Beyond the HFpEF pathology, it is expected that the integrative methods developed during this project will translate to other cardiovascular conditions and will also be relevant to several MRI radiogenomics studies, such as those involving hepatocellular carcinoma.

Feasibility

The study protocol for this HFpEF project is highly feasible, supported by the multidisciplinary expertise of four main investigators and several project partners, each contributing complementary skills to manage the protocol’s complexity. Ruud van Heeswijk leads a radiology-embedded engineering team at CHUV, ensuring access to advanced MRI technology, secure data storage, and computational resources. Jonas Richiardi heads the translational machine learning lab, specializing in medical imaging techniques. Roger Hullin and Philippe Meyer lead the Heart Failure Units at CHUV and HUG, respectively, overseeing nearly 1,000 HFpEF patient cases each year. Each investigator directs one of three Work Packages: van Heeswijk (MRI), Richiardi (machine learning), and Hullin and Meyer (clinical study).
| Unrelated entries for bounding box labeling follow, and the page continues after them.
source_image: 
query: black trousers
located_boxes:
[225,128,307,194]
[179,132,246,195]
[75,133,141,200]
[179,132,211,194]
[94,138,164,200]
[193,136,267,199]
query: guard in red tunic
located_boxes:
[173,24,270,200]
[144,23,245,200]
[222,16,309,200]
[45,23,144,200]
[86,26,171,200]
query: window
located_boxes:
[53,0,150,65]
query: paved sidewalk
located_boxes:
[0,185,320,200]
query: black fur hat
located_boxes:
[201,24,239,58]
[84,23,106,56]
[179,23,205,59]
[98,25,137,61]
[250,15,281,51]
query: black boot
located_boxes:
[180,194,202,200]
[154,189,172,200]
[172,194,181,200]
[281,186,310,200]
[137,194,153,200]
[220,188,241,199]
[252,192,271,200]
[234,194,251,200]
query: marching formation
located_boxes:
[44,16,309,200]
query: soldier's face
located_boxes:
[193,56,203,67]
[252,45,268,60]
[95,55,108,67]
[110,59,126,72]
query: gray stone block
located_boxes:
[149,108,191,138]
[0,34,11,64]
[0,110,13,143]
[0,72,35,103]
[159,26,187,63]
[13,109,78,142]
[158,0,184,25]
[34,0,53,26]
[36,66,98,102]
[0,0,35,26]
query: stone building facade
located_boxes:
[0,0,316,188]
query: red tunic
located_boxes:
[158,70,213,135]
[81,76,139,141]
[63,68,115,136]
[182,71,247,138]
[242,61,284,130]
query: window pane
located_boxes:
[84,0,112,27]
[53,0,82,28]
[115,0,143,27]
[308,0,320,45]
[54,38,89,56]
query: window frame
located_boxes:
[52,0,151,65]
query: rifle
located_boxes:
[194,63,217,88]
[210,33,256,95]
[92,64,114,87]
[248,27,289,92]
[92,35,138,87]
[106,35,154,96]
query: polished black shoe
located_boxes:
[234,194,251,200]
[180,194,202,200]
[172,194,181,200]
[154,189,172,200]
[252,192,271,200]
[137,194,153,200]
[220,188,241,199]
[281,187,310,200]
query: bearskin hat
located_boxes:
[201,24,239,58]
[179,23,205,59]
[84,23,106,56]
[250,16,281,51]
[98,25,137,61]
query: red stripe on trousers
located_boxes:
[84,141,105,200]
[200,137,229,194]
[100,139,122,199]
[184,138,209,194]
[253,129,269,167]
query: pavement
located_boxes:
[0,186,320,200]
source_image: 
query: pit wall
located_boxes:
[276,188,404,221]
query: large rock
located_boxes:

Defined roles and collaborative structures across teams ensure effective data handling, patient recruitment, and ethical compliance, with research nurses in Hullin’s and Meyer’s units managing recruitment and follow-up. In addition, project partners provide required expertise, for example in statistical genetics (Zoltan Kutalik and team), metabolomics (Aurélien Thomas and team), transcriptomics (Julien Marquis and team), advanced cardiac MRI (Matthias Stuber and team), clinical thoracic and abdominal imaging (Jean-Paul Vallée and team), and 4D flow (Jean-François Deux). The project is also supported by the Clinical Trial Unit at CHUV, ensuring methodological rigor and regulatory compliance. This well-integrated approach provides the necessary capabilities to address the complexities of HFpEF phenotyping and ensures the feasibility of recruitment, data acquisition, and analysis.

Strengths and Limitation

As an observational study, our work is limited by its inability to establish causal relationships between identified HFpEF subtypes and outcomes. Additionally, for resource and logistical reasons, follow-up is limited to one year and potential medium- and longer-term outcomes will not be observed.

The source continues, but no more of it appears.